Vincenzo Cuoco (October 1, 1770 – December 14, 1823) was an Italian writer. He is mainly remembered for his Saggio Storico sulla Rivoluzione Napoletana del 1799 ("Historical Essay on the Neapolitan Revolution of 1799"). He is a considered one of the precursors of Italian liberalism and the realist school. Cuoco adapted the critique of political rationalism of Edmund Burke and Joseph de Maistre for liberal ends, and has been described as a better historian than either of them. He influenced many subsequent Italian intellectuals, from Ugo Foscolo and Alessandro Manzoni to Bertrando and Silvio Spaventa to Benedetto Croce and Antonio Gramsci.
Vincenzo Cuoco was born into a middle class family in the town of Civitacampomarano, near Campobasso in the Molise region of central Italy. His father was Michelangelo Cuoco, a lawyer and economist, while his mother was Colomba de Marinis. He studied in his native town under Francesco Maria Pepe, then moved to Naples in 1787 to study jurisprudence and become a lawyer, but instead found himself attracted to economics, philosophy, history, and politics. In Naples he had the opportunity to meet some of the prominent intellectuals of Southern Italy, including Giuseppe Maria Galanti, who in a letter to Vincenzo's father described the young man as capace, di molta abilità e di molto talento ("able, of great skill and great talent"), although trascurato ("careless") and indolente ("lazy"); Galanti was probably not entirely satisfied with Vincenzo's collaboration on his Descrizione Geografica e Politica delle Sicilie. During his studies, Cuoco was deeply influenced by Enlightenment writers from Southern Italy (Genovesi, Galiani, and of course Galanti) and France (Montesquieu, Rousseau), as well as by earlier writers, especially Giambattista Vico and Niccolò Machiavelli.

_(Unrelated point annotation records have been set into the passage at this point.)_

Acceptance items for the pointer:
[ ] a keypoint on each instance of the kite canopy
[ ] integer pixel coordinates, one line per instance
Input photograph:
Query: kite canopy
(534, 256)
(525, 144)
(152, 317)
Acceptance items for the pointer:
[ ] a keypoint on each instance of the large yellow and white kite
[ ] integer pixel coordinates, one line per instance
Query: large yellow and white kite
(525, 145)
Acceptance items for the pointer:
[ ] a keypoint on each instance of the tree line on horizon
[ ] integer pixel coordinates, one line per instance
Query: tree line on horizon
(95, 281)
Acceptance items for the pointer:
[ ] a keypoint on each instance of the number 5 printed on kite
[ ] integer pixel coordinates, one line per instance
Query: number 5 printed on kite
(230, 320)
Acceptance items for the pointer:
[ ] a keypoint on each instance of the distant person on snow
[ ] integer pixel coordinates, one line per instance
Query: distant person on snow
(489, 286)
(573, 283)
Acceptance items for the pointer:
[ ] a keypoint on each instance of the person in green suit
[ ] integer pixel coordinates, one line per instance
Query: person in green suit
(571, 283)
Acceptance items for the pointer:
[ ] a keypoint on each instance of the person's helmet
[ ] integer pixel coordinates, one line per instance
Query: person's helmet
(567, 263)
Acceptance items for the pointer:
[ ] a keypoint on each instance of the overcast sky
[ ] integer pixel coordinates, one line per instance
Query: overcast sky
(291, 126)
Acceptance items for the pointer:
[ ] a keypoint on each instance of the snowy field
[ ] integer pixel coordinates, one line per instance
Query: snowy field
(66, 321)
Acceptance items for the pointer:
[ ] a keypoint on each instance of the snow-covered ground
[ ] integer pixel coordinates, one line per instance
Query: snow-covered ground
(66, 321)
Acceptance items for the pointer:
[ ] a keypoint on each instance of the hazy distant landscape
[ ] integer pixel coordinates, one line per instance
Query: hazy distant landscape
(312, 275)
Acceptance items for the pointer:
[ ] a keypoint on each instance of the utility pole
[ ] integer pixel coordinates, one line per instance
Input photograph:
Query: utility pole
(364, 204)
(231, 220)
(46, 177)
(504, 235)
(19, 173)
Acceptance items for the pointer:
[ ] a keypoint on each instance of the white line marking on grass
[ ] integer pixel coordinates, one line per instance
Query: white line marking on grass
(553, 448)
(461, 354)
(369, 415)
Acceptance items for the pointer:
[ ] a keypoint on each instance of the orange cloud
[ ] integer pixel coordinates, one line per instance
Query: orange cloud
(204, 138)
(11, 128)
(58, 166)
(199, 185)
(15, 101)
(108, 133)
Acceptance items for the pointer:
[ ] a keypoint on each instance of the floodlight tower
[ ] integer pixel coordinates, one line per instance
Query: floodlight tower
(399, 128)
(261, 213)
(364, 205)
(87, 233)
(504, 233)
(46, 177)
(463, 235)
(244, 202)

When the Neapolitan revolution broke out in January 1799, Vincenzo Cuoco strongly supported the new Republican government installed in place of the monarchy of Ferdinand I of the Two Sicilies; he became secretary to Ignazio Gonfalonieri and was tasked with the organisation of the Volturno Department. Following the reinstatement of the monarchy in June 1799, Cuoco was imprisoned for a few months, his belongings confiscated, and was then forced into exile. He took refuge first in Paris, then in Milan, where he published his main work ("Saggio Storico sulla Rivoluzione Napoletana del 1799").
He accepted positions in the Repubblica Cisalpina and the Repubblica Italiana, most notably the job of executive editor of the "Giornale Italiano" magazine during the period 1804–1806. His articles in the Giornale spurred Italians towards change in ethics, society, politics, and the economy, in order to make themselves worthy of national independence. During this period, he also wrote his epistolary novel "Platone in Italia", published in 1806).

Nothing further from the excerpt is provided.